Win there, of course, and two of them will reach Saturday's final, where 36 holes are scheduled to claim this particular United States Golf Association championship, though more or less might be needed to claim one of those golf titles that lasts a lifetime.

"I don't know that it always changes your life," 1985 winner, Golf Channel analyst and Honors member Charlie Rymer said a couple of months ago. "But it changes how you view yourself as a golfer. You're a national champion. No one can ever take that away from you."

Goodwin's dream to win this tournament a year ago was taken from him when Georgia Tech signee Andy Ogletree collected five birdies in the first nine holes of their round-of-16 battle.

"That's the beauty and ugliness of match play," Jeff Goodwin said. "Sometimes the other guy just plays better. Sometimes it's a tough draw. Noah lost in the U.S. Amateur last year after 21 holes to Jake Knapp, who's now a pro."

Yet the Corinth, Texas, native Goodwin has overcome those disappointments so well that he currently stands No. 36 in the World Amateur Golf Ranking. He has the same swing coach (Cameron McCormick) as two-time Junior Am champion and 2015 Masters and U.S. Open champ Jordan Spieth. He totaled eight birdies in his opening round of stroke play. He threw at least half a dozen birdies at both his round-of-32 victim and his round-of-16 foe Thursday.

"If it wasn't a driver or wedge, I wasn't very good out there today," Noah said after Thursday's good work. "But I had seven or eight wedges into the green today, and I've been hitting my wedges great."

And once on those wicked Honors greens, Goodwin has become great at turning every tight match into a, um, good win.

"I love these greens," he said. "The faster they get, the more I like it."

Like so many of these final eight, including the non-brothers Lee (Fred and Min Woo from Australia, Won Jun from the Republic of Korea) and Eugene Hong - who outlasted Knoxville's Davis Shore in 23 holes Thursday morning and routed Austin Coggin 5 and 4 in the afternoon - what Goodwin might do best is grind, taking what he can without becoming too greedy for his own good.

"It's about patience," he said earlier in the week.

On Thursday Noah added, "It's a mental grind."

But it's more than the grind. Earlier this year, Jeff Goodwin, who's a professor of kinesiology at the University of North Texas, told Purpose2Play about his son becoming a first-degree black belt in taekwondo at the tender age of 7.
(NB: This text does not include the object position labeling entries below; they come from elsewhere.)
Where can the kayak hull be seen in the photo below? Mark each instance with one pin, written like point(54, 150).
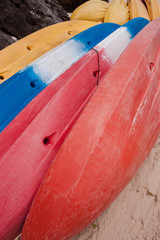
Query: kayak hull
point(23, 52)
point(35, 135)
point(107, 144)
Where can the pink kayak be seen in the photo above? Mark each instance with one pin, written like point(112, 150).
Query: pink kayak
point(107, 144)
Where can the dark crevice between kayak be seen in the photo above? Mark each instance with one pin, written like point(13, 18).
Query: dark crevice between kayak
point(97, 73)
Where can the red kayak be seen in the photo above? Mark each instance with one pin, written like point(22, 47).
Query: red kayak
point(107, 144)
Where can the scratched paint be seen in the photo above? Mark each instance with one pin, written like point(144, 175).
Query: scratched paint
point(20, 89)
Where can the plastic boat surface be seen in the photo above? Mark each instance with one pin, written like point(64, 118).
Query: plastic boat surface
point(36, 134)
point(18, 55)
point(20, 89)
point(105, 147)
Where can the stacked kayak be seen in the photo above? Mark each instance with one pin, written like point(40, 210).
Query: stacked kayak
point(40, 105)
point(105, 147)
point(23, 52)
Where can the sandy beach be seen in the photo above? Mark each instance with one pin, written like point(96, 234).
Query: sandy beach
point(135, 214)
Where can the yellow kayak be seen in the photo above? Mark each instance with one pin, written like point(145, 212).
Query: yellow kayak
point(21, 53)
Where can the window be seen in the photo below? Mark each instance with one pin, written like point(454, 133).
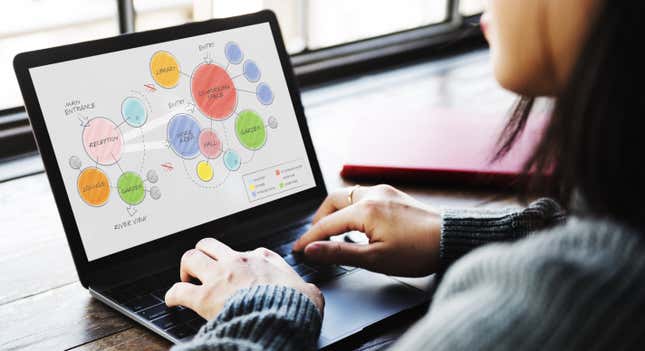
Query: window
point(36, 24)
point(306, 24)
point(327, 38)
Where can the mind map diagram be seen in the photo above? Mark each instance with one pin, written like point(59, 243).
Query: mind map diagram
point(196, 132)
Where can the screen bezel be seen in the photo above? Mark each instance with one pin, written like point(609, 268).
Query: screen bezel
point(87, 269)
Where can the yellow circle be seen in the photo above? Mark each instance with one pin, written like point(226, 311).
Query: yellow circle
point(204, 171)
point(164, 69)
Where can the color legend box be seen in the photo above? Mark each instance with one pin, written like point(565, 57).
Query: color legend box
point(274, 180)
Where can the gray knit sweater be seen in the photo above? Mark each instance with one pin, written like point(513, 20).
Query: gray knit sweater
point(579, 285)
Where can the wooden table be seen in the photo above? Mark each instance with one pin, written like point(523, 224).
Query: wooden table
point(42, 304)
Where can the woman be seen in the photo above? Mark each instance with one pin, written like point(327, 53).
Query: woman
point(556, 282)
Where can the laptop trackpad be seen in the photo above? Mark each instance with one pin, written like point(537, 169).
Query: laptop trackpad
point(361, 298)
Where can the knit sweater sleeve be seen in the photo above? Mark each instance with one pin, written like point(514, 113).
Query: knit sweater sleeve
point(261, 318)
point(465, 230)
point(577, 286)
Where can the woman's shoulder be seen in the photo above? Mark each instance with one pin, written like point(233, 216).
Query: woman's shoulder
point(580, 246)
point(571, 287)
point(581, 242)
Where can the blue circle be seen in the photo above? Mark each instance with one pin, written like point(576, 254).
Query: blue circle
point(183, 135)
point(251, 71)
point(233, 53)
point(264, 93)
point(134, 112)
point(232, 160)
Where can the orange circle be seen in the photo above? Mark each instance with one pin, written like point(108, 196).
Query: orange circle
point(93, 186)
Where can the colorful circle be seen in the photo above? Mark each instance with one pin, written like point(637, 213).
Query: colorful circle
point(209, 144)
point(232, 160)
point(204, 171)
point(131, 190)
point(213, 91)
point(165, 69)
point(93, 186)
point(264, 94)
point(273, 122)
point(102, 141)
point(251, 71)
point(134, 112)
point(183, 135)
point(250, 130)
point(233, 53)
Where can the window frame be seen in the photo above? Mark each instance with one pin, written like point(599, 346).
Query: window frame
point(311, 67)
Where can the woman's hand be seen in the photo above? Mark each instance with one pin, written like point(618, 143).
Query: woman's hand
point(222, 271)
point(403, 233)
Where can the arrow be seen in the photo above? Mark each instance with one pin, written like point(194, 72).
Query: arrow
point(132, 211)
point(84, 122)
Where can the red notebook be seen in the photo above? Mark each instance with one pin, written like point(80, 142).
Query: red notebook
point(446, 146)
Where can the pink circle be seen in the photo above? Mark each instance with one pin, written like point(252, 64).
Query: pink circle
point(213, 91)
point(209, 144)
point(102, 141)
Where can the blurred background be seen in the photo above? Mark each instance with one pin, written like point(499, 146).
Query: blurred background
point(307, 25)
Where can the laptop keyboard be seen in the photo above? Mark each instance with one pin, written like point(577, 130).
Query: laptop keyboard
point(145, 297)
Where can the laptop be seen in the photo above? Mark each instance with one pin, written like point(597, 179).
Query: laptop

When he was told he couldn't earn a second-degree belt until he became 13, Noah turned to golf.

"He started taking taekwondo when he was 4," his father said in the article. "Noah has always been a goal-oriented kid."
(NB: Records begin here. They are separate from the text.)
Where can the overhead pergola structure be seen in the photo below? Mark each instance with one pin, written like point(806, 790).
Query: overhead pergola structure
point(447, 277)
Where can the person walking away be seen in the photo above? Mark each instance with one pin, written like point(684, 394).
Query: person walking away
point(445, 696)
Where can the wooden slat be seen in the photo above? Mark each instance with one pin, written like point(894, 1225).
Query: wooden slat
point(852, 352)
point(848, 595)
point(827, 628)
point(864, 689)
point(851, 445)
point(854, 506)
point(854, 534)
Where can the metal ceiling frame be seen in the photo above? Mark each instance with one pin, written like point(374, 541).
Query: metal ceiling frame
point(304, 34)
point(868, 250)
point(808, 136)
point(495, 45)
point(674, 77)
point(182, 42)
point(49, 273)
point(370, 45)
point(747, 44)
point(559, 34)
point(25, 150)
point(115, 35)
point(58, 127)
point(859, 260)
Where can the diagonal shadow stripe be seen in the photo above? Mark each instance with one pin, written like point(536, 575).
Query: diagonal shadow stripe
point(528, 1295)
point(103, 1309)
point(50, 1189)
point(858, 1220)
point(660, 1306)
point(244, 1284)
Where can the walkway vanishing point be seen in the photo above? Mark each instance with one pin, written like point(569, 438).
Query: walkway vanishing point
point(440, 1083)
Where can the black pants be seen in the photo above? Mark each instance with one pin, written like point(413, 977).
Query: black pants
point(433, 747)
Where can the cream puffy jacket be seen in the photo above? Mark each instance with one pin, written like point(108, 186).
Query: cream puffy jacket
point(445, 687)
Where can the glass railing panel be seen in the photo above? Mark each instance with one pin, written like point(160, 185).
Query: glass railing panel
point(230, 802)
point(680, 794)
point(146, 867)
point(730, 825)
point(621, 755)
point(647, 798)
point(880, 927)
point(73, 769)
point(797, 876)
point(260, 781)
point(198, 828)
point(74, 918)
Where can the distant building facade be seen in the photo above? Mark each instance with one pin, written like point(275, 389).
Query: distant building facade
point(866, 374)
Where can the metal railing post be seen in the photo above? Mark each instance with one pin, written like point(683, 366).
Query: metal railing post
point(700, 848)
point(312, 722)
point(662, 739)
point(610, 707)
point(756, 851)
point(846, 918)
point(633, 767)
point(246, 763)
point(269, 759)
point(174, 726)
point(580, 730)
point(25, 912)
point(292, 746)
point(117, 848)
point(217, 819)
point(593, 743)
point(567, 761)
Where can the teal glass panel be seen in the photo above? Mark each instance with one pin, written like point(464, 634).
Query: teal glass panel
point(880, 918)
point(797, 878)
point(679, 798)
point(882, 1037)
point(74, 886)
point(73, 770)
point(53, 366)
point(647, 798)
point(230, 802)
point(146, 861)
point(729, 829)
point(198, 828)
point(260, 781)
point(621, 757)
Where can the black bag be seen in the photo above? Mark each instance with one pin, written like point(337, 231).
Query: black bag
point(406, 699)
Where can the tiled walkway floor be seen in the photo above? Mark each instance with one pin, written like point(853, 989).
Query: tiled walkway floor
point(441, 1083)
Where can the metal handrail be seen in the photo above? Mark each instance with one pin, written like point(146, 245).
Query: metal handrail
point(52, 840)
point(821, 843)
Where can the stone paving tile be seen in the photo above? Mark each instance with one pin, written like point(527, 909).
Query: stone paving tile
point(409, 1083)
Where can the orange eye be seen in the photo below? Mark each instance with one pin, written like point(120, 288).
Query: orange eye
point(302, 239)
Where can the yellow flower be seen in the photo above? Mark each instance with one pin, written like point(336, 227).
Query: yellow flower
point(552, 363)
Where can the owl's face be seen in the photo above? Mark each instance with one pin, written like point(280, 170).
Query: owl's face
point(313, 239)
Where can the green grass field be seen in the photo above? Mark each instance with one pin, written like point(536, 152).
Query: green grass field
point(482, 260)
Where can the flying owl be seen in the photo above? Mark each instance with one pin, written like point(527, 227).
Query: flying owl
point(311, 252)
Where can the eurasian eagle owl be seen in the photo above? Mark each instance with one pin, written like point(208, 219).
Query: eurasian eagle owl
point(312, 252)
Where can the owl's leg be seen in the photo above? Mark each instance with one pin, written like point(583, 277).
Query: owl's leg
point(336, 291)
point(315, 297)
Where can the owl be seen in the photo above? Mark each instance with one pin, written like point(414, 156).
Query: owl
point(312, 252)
The temperature's goal today is once more to flirt with 100 degrees. To better understand how debilitating that heat can be, Noah's 46-year-old father said, "I feel about 82 right now."
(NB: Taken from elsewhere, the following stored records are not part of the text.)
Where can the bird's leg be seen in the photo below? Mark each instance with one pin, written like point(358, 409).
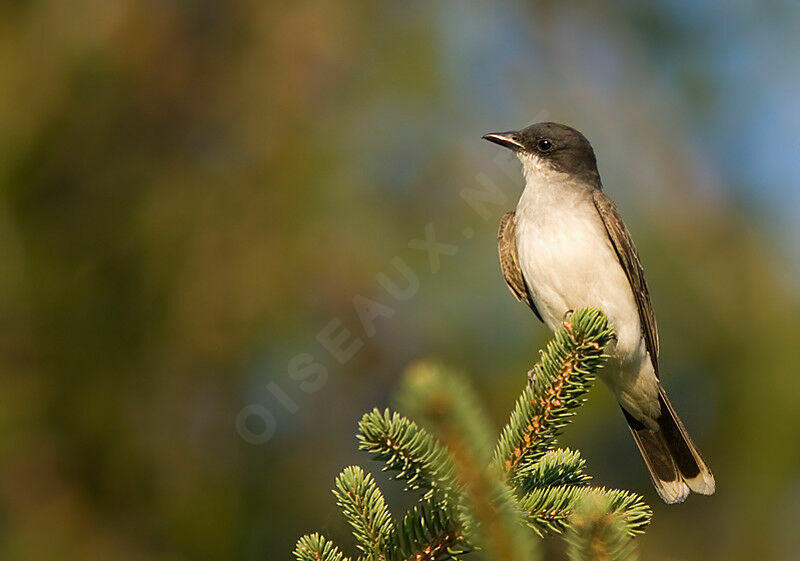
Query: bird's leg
point(568, 320)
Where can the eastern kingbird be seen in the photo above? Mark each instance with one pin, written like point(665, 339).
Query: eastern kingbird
point(566, 247)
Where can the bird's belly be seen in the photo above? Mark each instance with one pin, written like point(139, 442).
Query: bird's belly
point(569, 263)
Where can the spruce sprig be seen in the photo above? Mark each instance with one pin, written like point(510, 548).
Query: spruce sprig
point(560, 381)
point(475, 499)
point(365, 508)
point(407, 449)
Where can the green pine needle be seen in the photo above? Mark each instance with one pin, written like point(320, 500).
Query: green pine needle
point(556, 467)
point(549, 509)
point(483, 505)
point(406, 448)
point(561, 379)
point(428, 533)
point(314, 547)
point(473, 499)
point(365, 508)
point(598, 532)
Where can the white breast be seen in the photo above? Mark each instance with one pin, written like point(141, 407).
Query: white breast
point(569, 263)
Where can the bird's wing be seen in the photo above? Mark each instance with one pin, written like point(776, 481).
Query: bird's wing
point(509, 262)
point(629, 259)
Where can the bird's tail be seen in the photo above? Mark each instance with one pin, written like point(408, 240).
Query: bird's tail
point(675, 465)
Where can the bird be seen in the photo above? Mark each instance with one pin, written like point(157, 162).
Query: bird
point(565, 247)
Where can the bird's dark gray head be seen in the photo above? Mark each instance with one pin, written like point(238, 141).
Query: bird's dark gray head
point(553, 147)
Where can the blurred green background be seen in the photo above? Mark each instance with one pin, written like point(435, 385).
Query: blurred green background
point(190, 192)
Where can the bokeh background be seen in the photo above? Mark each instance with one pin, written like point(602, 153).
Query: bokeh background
point(190, 192)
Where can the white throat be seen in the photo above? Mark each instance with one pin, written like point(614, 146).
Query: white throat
point(547, 188)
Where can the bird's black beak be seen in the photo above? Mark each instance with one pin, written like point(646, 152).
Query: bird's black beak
point(508, 140)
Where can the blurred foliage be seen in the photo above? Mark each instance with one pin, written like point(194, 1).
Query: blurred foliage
point(191, 191)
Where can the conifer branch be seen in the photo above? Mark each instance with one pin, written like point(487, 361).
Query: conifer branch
point(560, 382)
point(556, 467)
point(365, 508)
point(549, 509)
point(476, 500)
point(427, 533)
point(598, 532)
point(406, 448)
point(487, 513)
point(314, 547)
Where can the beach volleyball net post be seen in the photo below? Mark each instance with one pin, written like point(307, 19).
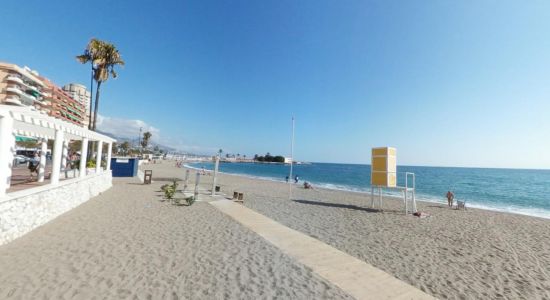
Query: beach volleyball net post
point(197, 181)
point(216, 165)
point(186, 180)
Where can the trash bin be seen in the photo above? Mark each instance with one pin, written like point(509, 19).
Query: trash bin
point(124, 166)
point(148, 177)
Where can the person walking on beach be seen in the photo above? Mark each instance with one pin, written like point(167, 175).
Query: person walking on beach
point(450, 198)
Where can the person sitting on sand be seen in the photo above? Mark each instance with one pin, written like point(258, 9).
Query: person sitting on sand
point(450, 198)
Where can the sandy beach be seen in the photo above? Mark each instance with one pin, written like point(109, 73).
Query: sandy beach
point(473, 254)
point(126, 244)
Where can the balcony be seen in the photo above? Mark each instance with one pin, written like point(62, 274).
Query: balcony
point(13, 101)
point(14, 89)
point(14, 78)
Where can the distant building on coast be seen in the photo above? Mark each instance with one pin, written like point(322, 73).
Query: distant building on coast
point(81, 94)
point(21, 86)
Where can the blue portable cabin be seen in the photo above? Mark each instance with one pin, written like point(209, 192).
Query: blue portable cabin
point(124, 166)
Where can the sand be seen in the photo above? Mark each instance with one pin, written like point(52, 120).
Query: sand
point(126, 243)
point(473, 254)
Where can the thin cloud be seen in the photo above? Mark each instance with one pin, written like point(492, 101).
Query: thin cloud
point(126, 128)
point(129, 129)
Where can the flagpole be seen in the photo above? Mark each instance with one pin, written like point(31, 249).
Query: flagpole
point(291, 162)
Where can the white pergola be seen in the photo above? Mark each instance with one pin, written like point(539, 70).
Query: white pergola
point(25, 121)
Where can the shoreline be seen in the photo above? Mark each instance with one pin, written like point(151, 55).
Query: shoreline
point(453, 254)
point(545, 214)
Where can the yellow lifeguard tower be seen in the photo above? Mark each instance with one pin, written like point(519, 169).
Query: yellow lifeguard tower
point(384, 167)
point(384, 175)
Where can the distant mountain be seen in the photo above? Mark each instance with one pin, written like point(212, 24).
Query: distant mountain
point(135, 142)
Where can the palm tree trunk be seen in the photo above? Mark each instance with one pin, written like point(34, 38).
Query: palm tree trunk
point(91, 92)
point(96, 106)
point(95, 113)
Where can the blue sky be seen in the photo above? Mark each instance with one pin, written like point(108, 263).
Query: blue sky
point(449, 83)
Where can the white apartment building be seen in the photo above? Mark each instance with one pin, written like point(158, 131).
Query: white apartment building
point(81, 94)
point(20, 86)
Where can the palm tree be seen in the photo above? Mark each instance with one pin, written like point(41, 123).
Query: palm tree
point(125, 147)
point(146, 137)
point(103, 56)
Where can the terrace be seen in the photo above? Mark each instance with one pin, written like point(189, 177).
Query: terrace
point(26, 204)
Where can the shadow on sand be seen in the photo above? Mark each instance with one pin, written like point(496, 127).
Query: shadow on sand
point(338, 205)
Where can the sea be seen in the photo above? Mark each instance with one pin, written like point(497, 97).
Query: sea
point(519, 191)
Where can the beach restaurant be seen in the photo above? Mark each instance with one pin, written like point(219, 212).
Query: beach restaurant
point(52, 194)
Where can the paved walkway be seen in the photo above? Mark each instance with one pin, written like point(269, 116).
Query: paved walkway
point(352, 275)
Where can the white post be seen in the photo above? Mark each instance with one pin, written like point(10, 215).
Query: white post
point(64, 155)
point(406, 196)
point(57, 152)
point(197, 181)
point(42, 167)
point(7, 144)
point(379, 197)
point(83, 157)
point(109, 150)
point(98, 158)
point(217, 164)
point(372, 196)
point(291, 162)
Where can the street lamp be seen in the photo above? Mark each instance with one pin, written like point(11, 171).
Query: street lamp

Yet Noah seems more than ready for another long, hot summer's day on the course, which should surely excite the golf coaches at Southern Methodist, where he is expected to enroll in 2018.

"I know I'm going to have a long day tomorrow," he said Thursday. "And hopefully a long day the day after that."

And should a short, late-afternoon practice session accomplish its intended goals, young Goodwin just might have at least a yearlong stay as Junior Am champ.